Troisièmement : Il n’est pas correct de dire, tout comme la question susmentionnée le laisse présager, que le vénéré Imam Ali (béni soit-il), approuvait, le califat d’Abu Bakr et Umar et considérait comme étant bonnes, toutes leurs œuvres.

Il n’en jamais été, ainsi ; car, avant la mort en martyre de la vénérée Fatima Zahra (bénie soit-elle), il fit part, ouvertement et publiquement, de ses oppositions au calife de l’époque.

Dans les années ultérieures aussi, il saisit de bonnes occasions qui se présentaient pour formuler ses critiques contre les califes. Et sous son propre califat, il s’en prit, vivement, aux œuvres des califes qu’ils l’avaient précédé, et il alla jusqu’à remettre en cause le principe de leur califat. L’exemple manifeste en est le troisième  sermon de la Voie de l’Eloquence (Nahj ul-Balâghah), dit « Shaqshaqiya ».

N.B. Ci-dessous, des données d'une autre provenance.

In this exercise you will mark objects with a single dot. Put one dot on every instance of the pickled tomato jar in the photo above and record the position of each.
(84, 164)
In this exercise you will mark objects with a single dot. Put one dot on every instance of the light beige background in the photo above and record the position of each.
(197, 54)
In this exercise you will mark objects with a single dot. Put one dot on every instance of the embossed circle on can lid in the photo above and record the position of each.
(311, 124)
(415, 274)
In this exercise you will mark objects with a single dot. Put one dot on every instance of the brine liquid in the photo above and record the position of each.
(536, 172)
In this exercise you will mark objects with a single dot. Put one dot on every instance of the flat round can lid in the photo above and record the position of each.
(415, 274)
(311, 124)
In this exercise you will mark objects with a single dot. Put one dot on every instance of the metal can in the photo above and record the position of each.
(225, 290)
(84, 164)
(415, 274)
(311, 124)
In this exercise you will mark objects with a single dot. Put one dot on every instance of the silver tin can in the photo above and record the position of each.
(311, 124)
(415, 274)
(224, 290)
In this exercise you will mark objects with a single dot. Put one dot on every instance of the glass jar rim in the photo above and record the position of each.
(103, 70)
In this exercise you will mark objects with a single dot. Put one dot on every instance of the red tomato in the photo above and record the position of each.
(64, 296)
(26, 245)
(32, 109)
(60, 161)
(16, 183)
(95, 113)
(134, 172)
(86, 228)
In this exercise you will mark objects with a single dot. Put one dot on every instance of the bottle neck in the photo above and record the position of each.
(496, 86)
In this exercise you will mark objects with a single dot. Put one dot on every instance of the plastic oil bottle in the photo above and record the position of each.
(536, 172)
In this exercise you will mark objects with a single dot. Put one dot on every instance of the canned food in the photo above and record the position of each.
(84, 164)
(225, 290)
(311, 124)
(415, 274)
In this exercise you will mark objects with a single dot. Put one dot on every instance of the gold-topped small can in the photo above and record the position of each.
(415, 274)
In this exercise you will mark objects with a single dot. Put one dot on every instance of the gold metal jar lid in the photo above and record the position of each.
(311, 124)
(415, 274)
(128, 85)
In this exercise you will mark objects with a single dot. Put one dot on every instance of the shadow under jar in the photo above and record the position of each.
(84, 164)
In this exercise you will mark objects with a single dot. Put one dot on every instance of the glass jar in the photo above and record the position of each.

Dans ce sermon, le vénéré Imam Ali (béni soit-il), dit :

«  J’avais cette idée à la tête que si je devais me soulever, tout seul, pour réhabiliter  mon droit,  ou je devais opter pour la patience, dans cet environnement de terreur et d’assombrissement ». 

Donc, le Chiisme ne considéré pas Abu Bakr et Umar, ni comme étant Kafir (mécréants), ni estime qu’ils étaient, approuvés, totalement, par l’Imam Ali (béni soit-il).

Le Chiisme est d’avis que le vénéré Imam Ali (béni soit-il), coopérait avec eux dans les cas où leurs actes et leurs œuvres étaient dans le sens de la préservation de l’Islam et du progrès de cette religion.